New Sentinel Event Alert Focuses on Preventing Patient Falls
Preventing patient falls and fall-related injuries is the focus of the Sentinel Event Alert: Issue 55 released by The Joint Commission. The new alert examines the contributing factors to patient falls and includes suggested solutions to be implemented by health care organizations to help reduce patient falls and falls with injury, according to the press release.
This topic was chosen for Sentinel Event Alert because patient falls with serious injury are among the top 10 sentinel events reported to The Joint Commission Sentinel Event Database. The Joint Commission has received 465 reports of patient falls with injuries since 2009, and approximately 63 percent of those falls resulted in death. The Joint Commission defines a sentinel event as a patient safety event (not primarily related to the natural course of the patient’s illness or underlying condition) that reaches a patient and results in death, permanent harm or severe temporary harm where intervention is required to sustain life. Although the majority of falls reported to The Joint Commission occurred in hospitals, the ECRI Institute also reports a significant number of falls occurring in non-hospital settings such as long-term care facilities.
An analysis of falls with injury reported to The Joint Commission Sentinel Event Database from January 2009 through October 2014 showed the most common contributing factors include:
- Inadequate assessment
- Communication failures
- Lack of adherence to protocols and safety practices
- Inadequate staff orientation, supervision, staffing levels or skill mix
- Deficiencies in the physical environment
- Lack of leadership
The suggested actions in the Sentinel Event Alert address all of the identified contributing factors to patient falls. Listed resources in the alert include links to toolkits and research on falls prevention, and it introduces the Joint Commission Center for Transforming Healthcare’s Preventing Falls Targeted Solutions Tool®.

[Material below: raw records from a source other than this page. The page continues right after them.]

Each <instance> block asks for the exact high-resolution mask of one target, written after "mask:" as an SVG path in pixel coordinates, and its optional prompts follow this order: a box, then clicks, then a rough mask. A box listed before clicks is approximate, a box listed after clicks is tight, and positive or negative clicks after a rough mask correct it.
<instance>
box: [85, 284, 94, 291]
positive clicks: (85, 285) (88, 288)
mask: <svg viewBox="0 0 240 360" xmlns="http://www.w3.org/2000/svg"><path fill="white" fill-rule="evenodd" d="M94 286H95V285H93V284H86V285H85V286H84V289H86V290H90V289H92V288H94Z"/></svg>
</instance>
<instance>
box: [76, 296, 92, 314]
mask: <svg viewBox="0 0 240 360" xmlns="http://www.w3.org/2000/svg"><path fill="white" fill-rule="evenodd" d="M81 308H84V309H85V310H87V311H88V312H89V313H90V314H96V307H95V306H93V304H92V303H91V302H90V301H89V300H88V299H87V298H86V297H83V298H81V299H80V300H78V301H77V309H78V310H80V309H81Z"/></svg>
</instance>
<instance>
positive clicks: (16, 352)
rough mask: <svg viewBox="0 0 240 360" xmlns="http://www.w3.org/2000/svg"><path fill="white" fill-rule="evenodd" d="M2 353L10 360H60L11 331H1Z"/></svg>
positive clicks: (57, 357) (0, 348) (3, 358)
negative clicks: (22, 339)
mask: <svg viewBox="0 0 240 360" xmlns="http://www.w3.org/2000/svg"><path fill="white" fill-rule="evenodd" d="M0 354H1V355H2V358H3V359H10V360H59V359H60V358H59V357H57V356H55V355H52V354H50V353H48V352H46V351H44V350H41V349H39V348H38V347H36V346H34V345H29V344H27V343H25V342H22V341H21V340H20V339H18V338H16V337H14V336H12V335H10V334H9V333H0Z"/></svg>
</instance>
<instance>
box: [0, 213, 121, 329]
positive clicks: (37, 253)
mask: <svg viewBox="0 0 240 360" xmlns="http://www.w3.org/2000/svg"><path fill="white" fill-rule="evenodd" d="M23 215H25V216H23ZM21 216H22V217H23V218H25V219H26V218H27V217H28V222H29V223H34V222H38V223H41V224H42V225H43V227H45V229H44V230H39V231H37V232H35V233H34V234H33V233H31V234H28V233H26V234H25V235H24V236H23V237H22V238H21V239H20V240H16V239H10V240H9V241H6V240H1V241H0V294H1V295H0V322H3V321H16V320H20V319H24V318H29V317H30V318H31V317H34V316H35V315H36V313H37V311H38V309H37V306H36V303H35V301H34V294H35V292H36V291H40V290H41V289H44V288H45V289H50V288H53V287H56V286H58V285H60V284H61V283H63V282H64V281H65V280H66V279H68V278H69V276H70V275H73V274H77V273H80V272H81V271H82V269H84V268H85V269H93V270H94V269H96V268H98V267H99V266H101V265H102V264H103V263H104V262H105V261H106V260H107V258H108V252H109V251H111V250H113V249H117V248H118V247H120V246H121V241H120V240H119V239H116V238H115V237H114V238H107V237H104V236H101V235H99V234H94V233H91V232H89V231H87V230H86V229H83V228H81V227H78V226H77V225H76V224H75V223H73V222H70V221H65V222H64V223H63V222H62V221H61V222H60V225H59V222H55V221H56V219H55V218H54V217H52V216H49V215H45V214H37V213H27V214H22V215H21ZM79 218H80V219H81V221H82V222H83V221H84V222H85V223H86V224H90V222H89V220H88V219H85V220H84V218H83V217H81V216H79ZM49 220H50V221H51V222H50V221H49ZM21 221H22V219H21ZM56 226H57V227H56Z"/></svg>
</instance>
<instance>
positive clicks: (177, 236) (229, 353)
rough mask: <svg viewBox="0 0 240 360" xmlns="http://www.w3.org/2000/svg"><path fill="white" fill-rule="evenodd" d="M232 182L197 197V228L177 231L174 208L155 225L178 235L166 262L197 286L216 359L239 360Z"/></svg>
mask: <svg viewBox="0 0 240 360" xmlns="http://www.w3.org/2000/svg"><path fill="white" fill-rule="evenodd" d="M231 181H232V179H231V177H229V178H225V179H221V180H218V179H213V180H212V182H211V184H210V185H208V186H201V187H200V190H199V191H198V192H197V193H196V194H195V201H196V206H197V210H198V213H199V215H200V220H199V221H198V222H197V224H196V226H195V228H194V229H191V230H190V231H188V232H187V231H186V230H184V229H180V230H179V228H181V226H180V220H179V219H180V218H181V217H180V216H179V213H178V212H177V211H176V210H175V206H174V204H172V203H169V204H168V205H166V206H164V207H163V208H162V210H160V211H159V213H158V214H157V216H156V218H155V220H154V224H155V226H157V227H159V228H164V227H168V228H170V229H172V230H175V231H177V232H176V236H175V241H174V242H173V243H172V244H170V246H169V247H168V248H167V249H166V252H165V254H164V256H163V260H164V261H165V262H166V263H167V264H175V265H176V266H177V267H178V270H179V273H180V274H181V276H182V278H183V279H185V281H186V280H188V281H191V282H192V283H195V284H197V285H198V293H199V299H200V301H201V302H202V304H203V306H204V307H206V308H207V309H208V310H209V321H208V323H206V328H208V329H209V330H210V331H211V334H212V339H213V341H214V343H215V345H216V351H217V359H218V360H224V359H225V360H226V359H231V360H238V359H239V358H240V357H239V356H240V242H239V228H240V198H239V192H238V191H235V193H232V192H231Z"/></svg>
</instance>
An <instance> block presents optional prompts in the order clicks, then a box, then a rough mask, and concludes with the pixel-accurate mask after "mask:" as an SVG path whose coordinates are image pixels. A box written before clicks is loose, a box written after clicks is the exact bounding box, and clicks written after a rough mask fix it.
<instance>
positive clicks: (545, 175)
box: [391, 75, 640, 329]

“Fall prevention is the responsibility of everyone in the organization and success is highly dependent on leadership playing a primary role. It is their commitment and approach that determines an organization’s ability to significantly reduce and sustain the reduction in falls,” said Ana Pujols McKee, MD, executive vice president and chief medical officer, The Joint Commission. “There are several proactive steps in the Sentinel Event Alert that leaders can initiate such as educating and raising awareness of the need to prevent falls resulting in injury, ensuring the implementation of a validated tool to identify the risk factors for falls, and establishing an interdisciplinary falls injury prevention team.”
Sentinel Event Alert is published periodically by The Joint Commission for health care professionals. It describes the common underlying causes of sentinel and adverse events and recommends steps to reduce risk and prevent future occurrences. Sentinel Event Alert topics are determined by the Joint Commission’s Patient Safety Advisory Group comprised of external members with significant expertise in health care and patient safety, and presided over by Ana Pujols McKee, MD, executive vice president and chief medical officer, The Joint Commission.